The incredible tools of Catalina Vicens

Take a couple in their twenties or so. They are Chilean, in love, ready to commit themselves to a better future. He is a recent graduate in Political Science, a very young government official at the Ministry for Economic Development. She is a graphic designer and activist of the Women’s Union. When on 11 September 1973 a coup d’état overthrows the Allende presidency, establishing the dictatorship of Augusto Pinochet, the most important Chilean newspaper within a few hours, El Mercurio, publishes the black list of opponents of the regime. The names of Paulina and Andrés they are there, in black and white. Time to throw a bundle of clothes, two pans and a portable television on the seats of the Due Cavalli. The boys run away. They go up the entire Andean mountain range up to Quito, Equador, five thousand km further north, to escape the dictator’s thugs. They will return to Santiago a few years later, when the dictatorship begins to fall apart (it will fall in 1989), and in Santiago it will be born Catalina, today director of the Museum of San Colombano in Bolognaone of the most prestigious collections in the world of ancient tools. That Catalina revives by playing them all or almost all, a concert artist of international prestige called from one continent to another to play harpsichords, spinets and fortepianos.

Thirty-eight, naughty face and eyes that swallow life at every glance, Catalina Vicens it is a torrent of energy. The Bolognese appointment is only dated last autumn, but the casual and adolescent attitude with which she lives in the city everyday life makes her seem like one of the many students who swarm under the arcades around the University. She was inserted one hundred percent also because of the fluent Italian, refined thanks to her stay in Bologna, but long overheard when she was little, thanks to opera music.

A reserved child, Catalina. And who would ever say, seeing her today, inspired and radiant. “Reserved, just like that. I was with my thoughts, I wrote poems, they had to force me to play with the other children. Even today I strongly feel the need to keep some space and time for myself, alone. I lived my childhood in a suspended time, the true story of my family and my country I discovered much later. I knew that my parents had previously lived in Ecuador and that my brothers were born there. I also knew that the German Jewish grandmother and the Catalan grandfather were both exiles. But when I was a child we simply didn’t talk about certain things. A delivery of the silence that was breathed in the air. I remember that my classmate had the photo of Pinochet as a computer screensaver … Even after the end of the dictatorship, every word was weighed, there were two halves of the population to put back together, it was a formative and delicate period ” .
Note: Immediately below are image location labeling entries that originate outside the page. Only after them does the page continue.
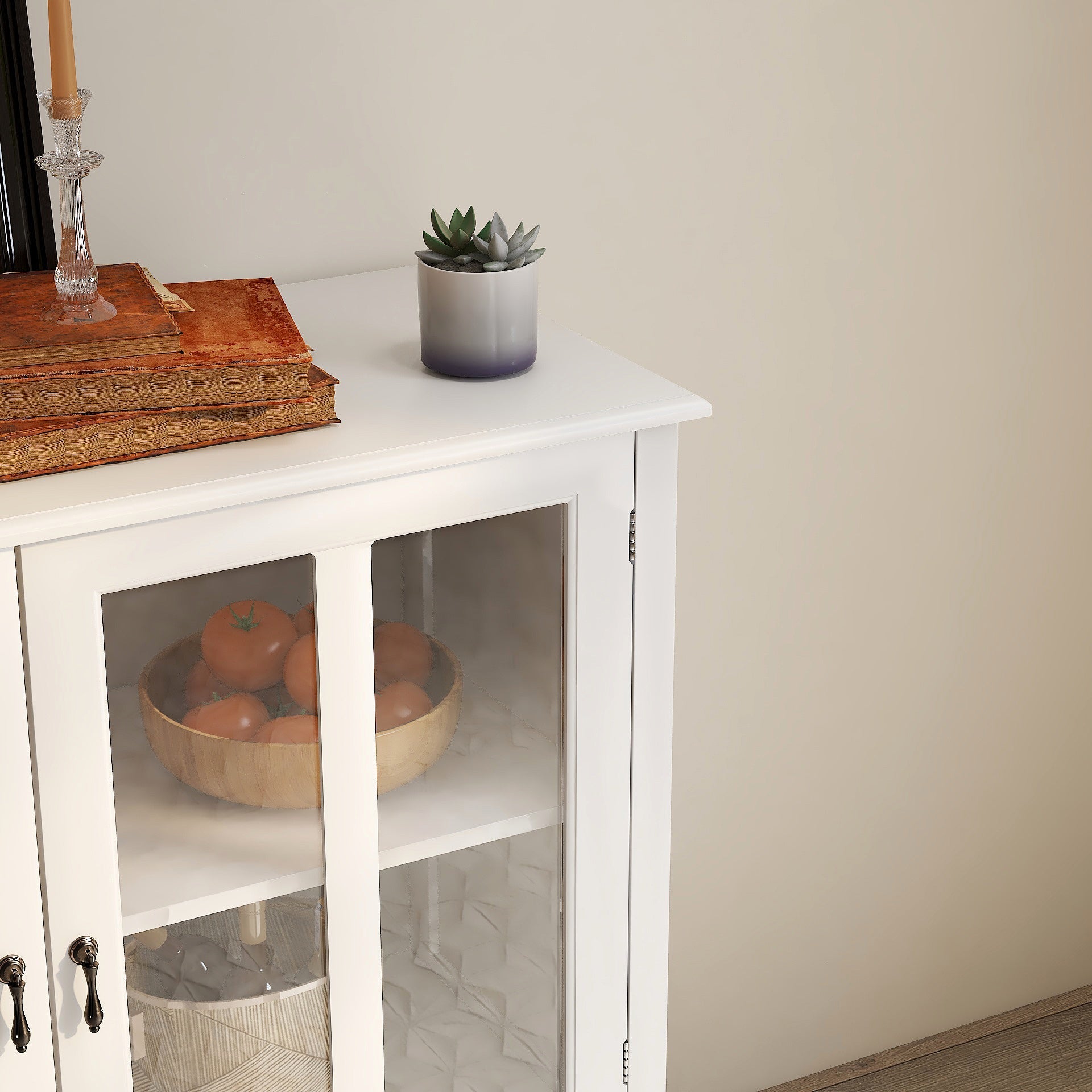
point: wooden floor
(1045, 1046)
(1053, 1054)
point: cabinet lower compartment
(472, 985)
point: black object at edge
(27, 220)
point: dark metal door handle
(82, 952)
(13, 970)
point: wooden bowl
(284, 776)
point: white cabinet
(22, 944)
(478, 897)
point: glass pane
(216, 751)
(471, 833)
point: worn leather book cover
(238, 344)
(141, 327)
(47, 445)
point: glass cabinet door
(473, 846)
(214, 745)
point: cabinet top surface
(396, 417)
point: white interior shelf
(183, 854)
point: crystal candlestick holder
(76, 276)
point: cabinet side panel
(651, 821)
(22, 929)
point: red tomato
(304, 619)
(236, 717)
(402, 652)
(202, 686)
(300, 673)
(288, 730)
(399, 704)
(245, 643)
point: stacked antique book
(183, 366)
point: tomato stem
(246, 623)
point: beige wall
(862, 230)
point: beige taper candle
(63, 53)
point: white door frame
(63, 586)
(21, 921)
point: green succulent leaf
(440, 248)
(517, 250)
(442, 232)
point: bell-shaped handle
(13, 970)
(82, 952)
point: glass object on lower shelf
(233, 999)
(472, 968)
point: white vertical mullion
(350, 815)
(77, 830)
(21, 923)
(653, 688)
(599, 769)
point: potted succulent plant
(478, 295)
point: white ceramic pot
(478, 326)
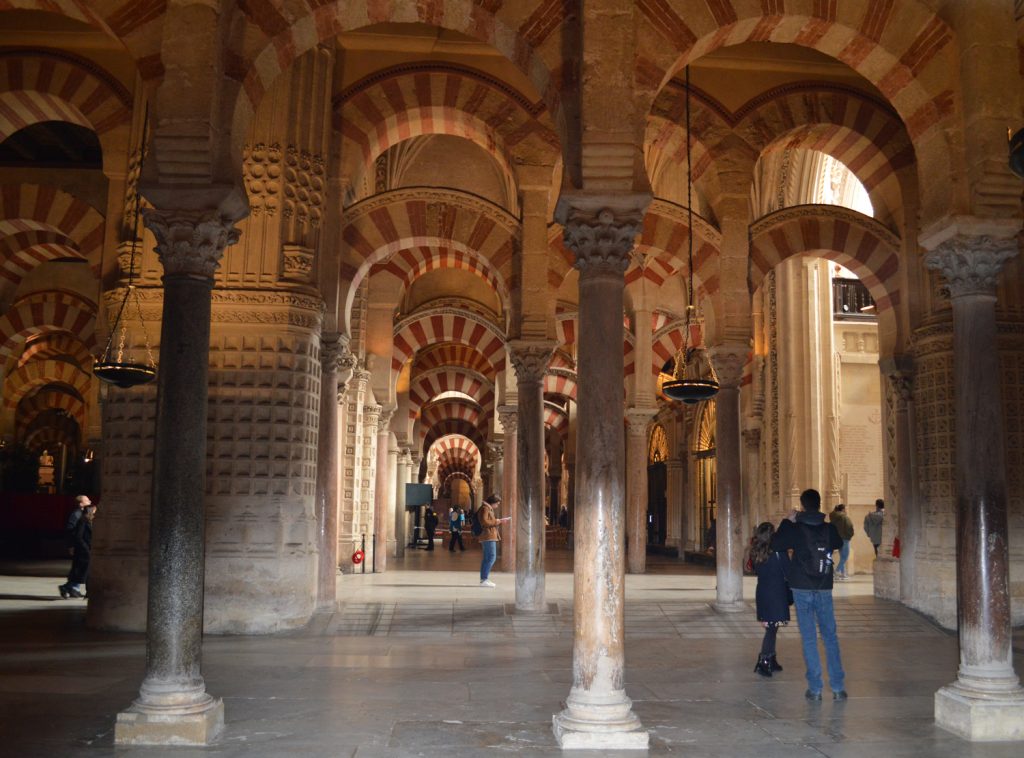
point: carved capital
(509, 416)
(190, 242)
(639, 419)
(972, 264)
(529, 359)
(728, 362)
(601, 229)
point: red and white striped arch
(432, 327)
(43, 85)
(856, 241)
(40, 373)
(904, 49)
(47, 311)
(430, 97)
(48, 398)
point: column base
(979, 716)
(591, 722)
(142, 725)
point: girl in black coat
(772, 594)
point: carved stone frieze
(728, 362)
(530, 360)
(972, 264)
(190, 242)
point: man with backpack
(812, 542)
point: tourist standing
(812, 542)
(772, 594)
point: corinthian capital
(530, 359)
(728, 361)
(190, 242)
(601, 229)
(971, 264)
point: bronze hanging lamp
(683, 386)
(117, 367)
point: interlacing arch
(274, 38)
(448, 325)
(45, 311)
(434, 97)
(41, 85)
(39, 373)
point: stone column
(173, 707)
(509, 416)
(400, 517)
(382, 491)
(728, 361)
(600, 230)
(530, 361)
(636, 481)
(986, 702)
(334, 348)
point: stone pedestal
(530, 362)
(173, 707)
(728, 362)
(598, 715)
(986, 702)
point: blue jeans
(814, 611)
(844, 553)
(489, 553)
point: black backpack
(817, 560)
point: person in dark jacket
(772, 594)
(811, 582)
(82, 554)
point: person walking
(488, 524)
(845, 528)
(456, 520)
(812, 542)
(81, 555)
(872, 523)
(772, 594)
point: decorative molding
(972, 263)
(190, 243)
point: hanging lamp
(683, 386)
(117, 367)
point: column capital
(190, 242)
(639, 419)
(601, 229)
(530, 358)
(971, 264)
(509, 416)
(728, 361)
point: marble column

But before learning the history, Catalina learns to love music. In fact, in addition to working as an interior designer, mother Paulina sings in the choir of the Teatro Municipal in Santiago. She is gifted enough to be part of it without ever having studied music. But listening to the arias of Tosca and La Traviata is not the real reason that pushes her to learn the piano. «My best friend was taking lessons, she had decided that when she grew up she would be a pianist. And I wanted to do what she did (instead she became a famous playwright, ed). I was seven years old and my parents didn’t believe much in my concert vocation: however they let me go to class and bought a Casio keyboard so I could practice at home. They bought me the piano a few years later, when they realized that mine was a real passion. I walked out of school and ran home to put on Bethoven, Dvorak records, I immersed myself in classical music with an all-encompassing enthusiasm. I also took kung-fu lessons. Sounds strange, huh? I like it so much, I have never stopped practicing it. In life, everything I do, I do one hundred percent ».

But music is more powerful than martial arts, and Catalina signs up for the Santiago Conservatory, with the aim of becoming a composer. But … «But I was very strong in scientific subjects and I discovered a passion for medicine. And within medicine, neurosurgery. I liked the idea of ​​investigating, understanding, repairing that extraordinary mechanism that is our brain. Basically, I thought, one thing does not exclude the other ».

Deciding to take the test for enrollment in Medicine is a matter of seconds. In the days of limbo preceding the publication of the results, her piano teacher telephones her, announcing that in a few days a professor from the Curtis & Julior School of Music in New York would be arriving in Santiago to scout. «He asks me, Do you want to participate in the audition? You like Bach, and they are looking for harpsichord students. The scholarship covers all expenses, in my opinion you would do well to try. I thought, why not? I introduced myself, I played, they chose me. I said to myself: I’ll go, if I don’t like it I’ll go back. The family has given me the freedom to choose without the fear of failure. A good fortune ».